A chance to serve...
     After proceeding through basic training at an accelerated pace, Tsuda's regiment was deployed to the European theater.
     "We landed on the bottom of Italy's boot and walked up north," Tsuda said. "For a while, it was easy. We had better weapons, better air support and more ammunition and the Germans gave up easily. But one day they mounted a counterattack and, boy, did we get beat up. The Germans were good soldiers and we found out."
     Tsuda was in Southern Europe for 18 months engaging in various encounters with the enemy while battling the elements of a foreign territory.
     "I don't think I'll ever get that scared again," Tsuda said. "In the wintertime (of '43) it was so cold. There was snow on the ground and we didn't have the right clothing. There was always rain and we were fighting in the frost."
     After Rome fell into American hands there was a brief respite from battle, he said. However, the lull did not last long as the 442nd was soon sent to Southern France in August of 1944 where mayhem and destruction lurked for the American forces.
     As they marched north, the 442nd liberated the town of Bruyeres in the Vosges Mountains.

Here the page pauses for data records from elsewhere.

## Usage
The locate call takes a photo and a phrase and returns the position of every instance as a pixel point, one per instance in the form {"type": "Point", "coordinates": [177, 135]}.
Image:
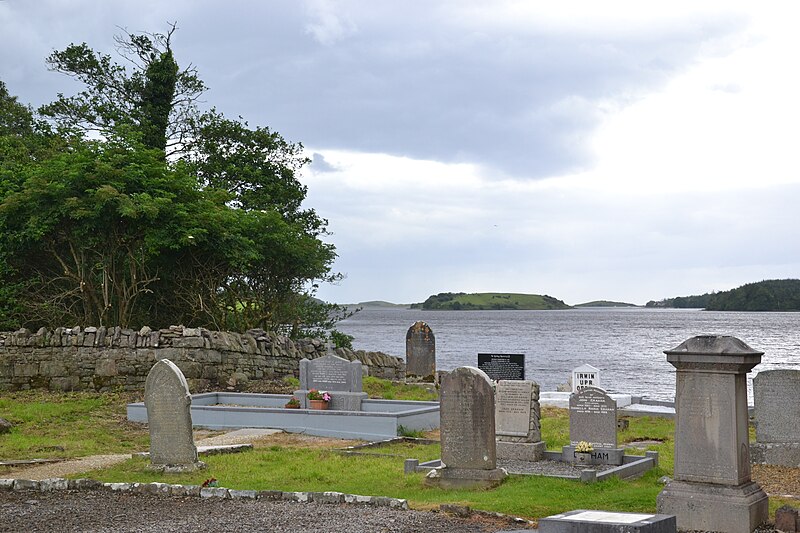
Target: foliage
{"type": "Point", "coordinates": [489, 301]}
{"type": "Point", "coordinates": [168, 216]}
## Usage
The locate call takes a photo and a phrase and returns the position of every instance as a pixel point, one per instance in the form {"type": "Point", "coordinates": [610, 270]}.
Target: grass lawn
{"type": "Point", "coordinates": [78, 424]}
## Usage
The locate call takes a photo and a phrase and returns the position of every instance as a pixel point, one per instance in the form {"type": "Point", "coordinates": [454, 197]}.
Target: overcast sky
{"type": "Point", "coordinates": [587, 150]}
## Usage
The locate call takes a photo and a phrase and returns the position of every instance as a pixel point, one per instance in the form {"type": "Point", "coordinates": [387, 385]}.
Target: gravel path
{"type": "Point", "coordinates": [104, 511]}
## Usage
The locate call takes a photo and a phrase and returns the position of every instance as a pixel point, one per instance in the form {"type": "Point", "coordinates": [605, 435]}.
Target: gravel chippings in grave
{"type": "Point", "coordinates": [104, 511]}
{"type": "Point", "coordinates": [547, 468]}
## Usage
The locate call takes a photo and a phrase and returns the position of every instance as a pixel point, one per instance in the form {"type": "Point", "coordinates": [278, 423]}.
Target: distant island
{"type": "Point", "coordinates": [767, 295]}
{"type": "Point", "coordinates": [488, 301]}
{"type": "Point", "coordinates": [605, 303]}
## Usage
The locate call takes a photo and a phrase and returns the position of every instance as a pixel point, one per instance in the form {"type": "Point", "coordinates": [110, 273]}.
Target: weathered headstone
{"type": "Point", "coordinates": [712, 488]}
{"type": "Point", "coordinates": [517, 421]}
{"type": "Point", "coordinates": [593, 418]}
{"type": "Point", "coordinates": [467, 431]}
{"type": "Point", "coordinates": [585, 376]}
{"type": "Point", "coordinates": [502, 365]}
{"type": "Point", "coordinates": [333, 374]}
{"type": "Point", "coordinates": [777, 427]}
{"type": "Point", "coordinates": [169, 417]}
{"type": "Point", "coordinates": [420, 353]}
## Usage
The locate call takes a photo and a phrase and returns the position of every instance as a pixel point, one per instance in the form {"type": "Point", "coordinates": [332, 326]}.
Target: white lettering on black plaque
{"type": "Point", "coordinates": [503, 365]}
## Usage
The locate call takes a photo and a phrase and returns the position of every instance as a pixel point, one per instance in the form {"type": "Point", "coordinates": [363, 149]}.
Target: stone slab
{"type": "Point", "coordinates": [593, 418]}
{"type": "Point", "coordinates": [709, 507]}
{"type": "Point", "coordinates": [581, 521]}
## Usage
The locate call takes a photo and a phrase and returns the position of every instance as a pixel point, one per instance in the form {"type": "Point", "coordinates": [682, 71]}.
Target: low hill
{"type": "Point", "coordinates": [605, 303]}
{"type": "Point", "coordinates": [767, 295]}
{"type": "Point", "coordinates": [490, 301]}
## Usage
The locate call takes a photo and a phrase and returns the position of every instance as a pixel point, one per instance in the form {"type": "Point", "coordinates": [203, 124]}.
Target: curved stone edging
{"type": "Point", "coordinates": [166, 489]}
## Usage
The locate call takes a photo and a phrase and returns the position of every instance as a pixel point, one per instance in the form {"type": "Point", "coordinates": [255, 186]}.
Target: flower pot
{"type": "Point", "coordinates": [321, 405]}
{"type": "Point", "coordinates": [583, 458]}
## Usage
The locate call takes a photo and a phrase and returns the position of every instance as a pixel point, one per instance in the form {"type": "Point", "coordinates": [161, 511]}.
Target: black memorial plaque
{"type": "Point", "coordinates": [503, 365]}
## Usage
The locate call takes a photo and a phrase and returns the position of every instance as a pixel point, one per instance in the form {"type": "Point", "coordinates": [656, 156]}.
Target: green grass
{"type": "Point", "coordinates": [64, 425]}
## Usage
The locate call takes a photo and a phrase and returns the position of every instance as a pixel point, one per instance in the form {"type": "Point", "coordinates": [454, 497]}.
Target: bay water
{"type": "Point", "coordinates": [626, 344]}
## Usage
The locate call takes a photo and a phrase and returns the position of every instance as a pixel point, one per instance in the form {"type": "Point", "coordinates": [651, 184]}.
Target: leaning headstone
{"type": "Point", "coordinates": [593, 419]}
{"type": "Point", "coordinates": [335, 375]}
{"type": "Point", "coordinates": [712, 488]}
{"type": "Point", "coordinates": [420, 353]}
{"type": "Point", "coordinates": [169, 417]}
{"type": "Point", "coordinates": [777, 428]}
{"type": "Point", "coordinates": [467, 430]}
{"type": "Point", "coordinates": [607, 522]}
{"type": "Point", "coordinates": [517, 421]}
{"type": "Point", "coordinates": [585, 376]}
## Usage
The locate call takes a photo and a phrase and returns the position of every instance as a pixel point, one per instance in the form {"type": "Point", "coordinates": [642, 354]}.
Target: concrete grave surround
{"type": "Point", "coordinates": [467, 428]}
{"type": "Point", "coordinates": [776, 392]}
{"type": "Point", "coordinates": [420, 352]}
{"type": "Point", "coordinates": [517, 419]}
{"type": "Point", "coordinates": [338, 376]}
{"type": "Point", "coordinates": [712, 488]}
{"type": "Point", "coordinates": [585, 376]}
{"type": "Point", "coordinates": [581, 521]}
{"type": "Point", "coordinates": [169, 418]}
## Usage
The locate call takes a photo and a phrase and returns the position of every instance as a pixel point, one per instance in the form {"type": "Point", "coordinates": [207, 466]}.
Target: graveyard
{"type": "Point", "coordinates": [654, 468]}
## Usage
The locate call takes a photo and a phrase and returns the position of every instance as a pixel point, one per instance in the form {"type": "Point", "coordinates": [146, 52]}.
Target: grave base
{"type": "Point", "coordinates": [521, 451]}
{"type": "Point", "coordinates": [465, 478]}
{"type": "Point", "coordinates": [776, 453]}
{"type": "Point", "coordinates": [709, 507]}
{"type": "Point", "coordinates": [600, 456]}
{"type": "Point", "coordinates": [340, 400]}
{"type": "Point", "coordinates": [177, 469]}
{"type": "Point", "coordinates": [581, 521]}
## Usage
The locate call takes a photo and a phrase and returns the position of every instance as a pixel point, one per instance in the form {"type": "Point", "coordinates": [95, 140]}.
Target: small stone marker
{"type": "Point", "coordinates": [712, 488]}
{"type": "Point", "coordinates": [607, 522]}
{"type": "Point", "coordinates": [420, 353]}
{"type": "Point", "coordinates": [502, 365]}
{"type": "Point", "coordinates": [593, 418]}
{"type": "Point", "coordinates": [777, 427]}
{"type": "Point", "coordinates": [338, 376]}
{"type": "Point", "coordinates": [169, 417]}
{"type": "Point", "coordinates": [517, 419]}
{"type": "Point", "coordinates": [467, 430]}
{"type": "Point", "coordinates": [585, 376]}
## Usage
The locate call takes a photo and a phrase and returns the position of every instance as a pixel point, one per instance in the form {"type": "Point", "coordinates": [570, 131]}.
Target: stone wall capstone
{"type": "Point", "coordinates": [101, 359]}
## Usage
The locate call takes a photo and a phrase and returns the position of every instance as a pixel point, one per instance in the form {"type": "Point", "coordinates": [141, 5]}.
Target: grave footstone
{"type": "Point", "coordinates": [337, 376]}
{"type": "Point", "coordinates": [593, 419]}
{"type": "Point", "coordinates": [517, 420]}
{"type": "Point", "coordinates": [467, 431]}
{"type": "Point", "coordinates": [712, 489]}
{"type": "Point", "coordinates": [169, 417]}
{"type": "Point", "coordinates": [777, 428]}
{"type": "Point", "coordinates": [420, 353]}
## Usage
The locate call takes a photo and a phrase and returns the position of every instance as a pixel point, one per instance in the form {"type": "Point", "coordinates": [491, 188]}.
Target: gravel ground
{"type": "Point", "coordinates": [105, 511]}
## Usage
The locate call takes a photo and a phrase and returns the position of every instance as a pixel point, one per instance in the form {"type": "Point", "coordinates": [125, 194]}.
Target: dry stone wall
{"type": "Point", "coordinates": [100, 358]}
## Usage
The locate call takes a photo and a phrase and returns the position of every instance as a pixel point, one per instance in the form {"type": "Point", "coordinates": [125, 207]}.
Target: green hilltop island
{"type": "Point", "coordinates": [460, 301]}
{"type": "Point", "coordinates": [767, 295]}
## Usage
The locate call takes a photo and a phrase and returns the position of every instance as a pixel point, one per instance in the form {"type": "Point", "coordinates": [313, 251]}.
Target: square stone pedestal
{"type": "Point", "coordinates": [465, 478]}
{"type": "Point", "coordinates": [710, 507]}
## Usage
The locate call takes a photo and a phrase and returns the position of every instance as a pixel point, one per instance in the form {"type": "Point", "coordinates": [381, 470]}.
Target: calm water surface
{"type": "Point", "coordinates": [627, 345]}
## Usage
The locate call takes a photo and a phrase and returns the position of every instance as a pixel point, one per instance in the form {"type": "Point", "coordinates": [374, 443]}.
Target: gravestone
{"type": "Point", "coordinates": [502, 365]}
{"type": "Point", "coordinates": [467, 429]}
{"type": "Point", "coordinates": [585, 376]}
{"type": "Point", "coordinates": [169, 417]}
{"type": "Point", "coordinates": [777, 427]}
{"type": "Point", "coordinates": [593, 418]}
{"type": "Point", "coordinates": [335, 375]}
{"type": "Point", "coordinates": [420, 353]}
{"type": "Point", "coordinates": [712, 489]}
{"type": "Point", "coordinates": [607, 522]}
{"type": "Point", "coordinates": [517, 420]}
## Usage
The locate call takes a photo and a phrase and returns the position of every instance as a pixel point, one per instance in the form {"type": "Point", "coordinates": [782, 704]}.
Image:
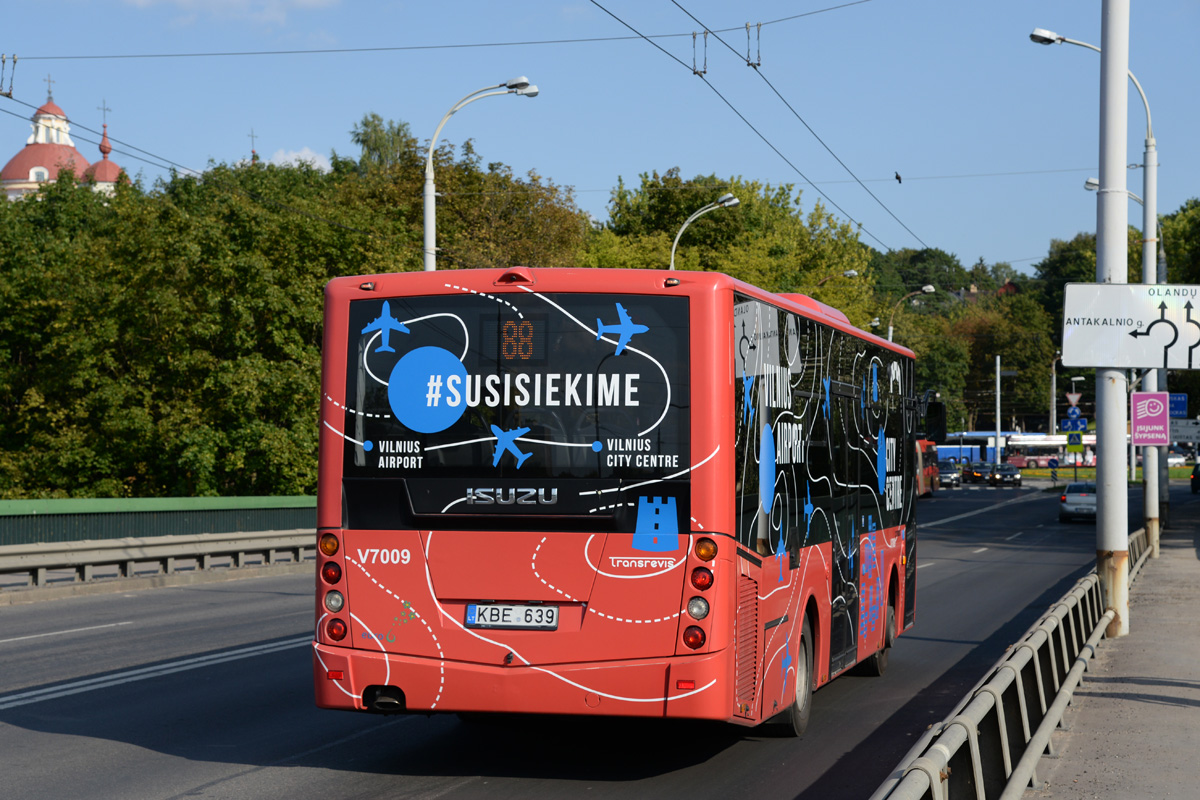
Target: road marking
{"type": "Point", "coordinates": [1026, 498]}
{"type": "Point", "coordinates": [75, 630]}
{"type": "Point", "coordinates": [144, 673]}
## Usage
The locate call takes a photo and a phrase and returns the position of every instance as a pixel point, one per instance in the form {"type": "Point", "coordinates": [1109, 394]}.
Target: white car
{"type": "Point", "coordinates": [1078, 500]}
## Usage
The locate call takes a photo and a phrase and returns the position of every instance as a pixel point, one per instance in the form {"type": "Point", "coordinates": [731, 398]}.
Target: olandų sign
{"type": "Point", "coordinates": [1150, 422]}
{"type": "Point", "coordinates": [1185, 429]}
{"type": "Point", "coordinates": [1131, 325]}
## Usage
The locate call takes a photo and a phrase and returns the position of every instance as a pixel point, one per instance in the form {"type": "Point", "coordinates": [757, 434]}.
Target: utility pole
{"type": "Point", "coordinates": [1111, 246]}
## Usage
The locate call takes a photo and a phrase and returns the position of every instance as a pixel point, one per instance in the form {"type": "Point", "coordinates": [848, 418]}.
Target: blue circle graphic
{"type": "Point", "coordinates": [767, 469]}
{"type": "Point", "coordinates": [426, 390]}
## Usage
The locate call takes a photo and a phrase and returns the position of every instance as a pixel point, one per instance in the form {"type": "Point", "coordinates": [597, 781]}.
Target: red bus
{"type": "Point", "coordinates": [606, 492]}
{"type": "Point", "coordinates": [927, 468]}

The same regiment also rescued the "Lost Battalion", the 141st Regiment comprised mostly of boys from Texas, who had inadvertently become trapped behind German lines about two miles east of Biffontaine. The rescue mission was brutal, he said, featuring some of the heaviest resistance the 442nd faced and resulted in massive casualties for the 442nd (some historians believe this to be due to the command ineptitude of John Ernest Dahlquist, who was criticized by other officers for his blatant disregard for the lives of the Japanese-American soldiers). Tsuda, earned a Purple Heart during this period.
     "I got in the way of a mortar and got some shrapnel all over," he said. "I still carry it around with me. We had a helluva lot of casualties. We were called the Purple Heart battalion."
     Tsuda still has his Purple Heart alongside other medals arrayed in a display case, positioned unostentatiously in his home.
     "I proved my loyalty," he said, proudly. "I proved I was an American."

Back home...
     Tsuda came back to America, met his wife, Ann, at night school and became a landscape contractor in San Mateo County. He said his standing improved in society as a result of his service, but he still encountered instances of bigotry that left a bitter aftertaste.
     One day, soon after he returned to California from the war, he and his brother-in-law stopped at a gas station just outside of Watsonville and were denied gas, despite having the cash to pay for it. Tsuda told other veterans in the area about the incident, complaining that the gas station owners had not served in the war and made the same sacrifice he had made.
     "People boycotted that gas station and they went out of business," he said. "I still hold it. It bothers you. I got mad at those guys. I don't like being ignored. People pretend they can see right through you."
     Mas and Ann Tsuda live in Alta Sierra, having moved to western Nevada County in 1988, after Mas retired from his landscaping business. He tries to reunite with other Nisei Veterans every year and stays in contact with many of his fellow regimental members.
     Despite encountering instances of racism sporadically during his civilian life, Tsuda said he remains extremely proud to have served his country.
     "When I went to Japan as tourist, I did not feel Japanese," he said. "I felt like an American and I am proud of it."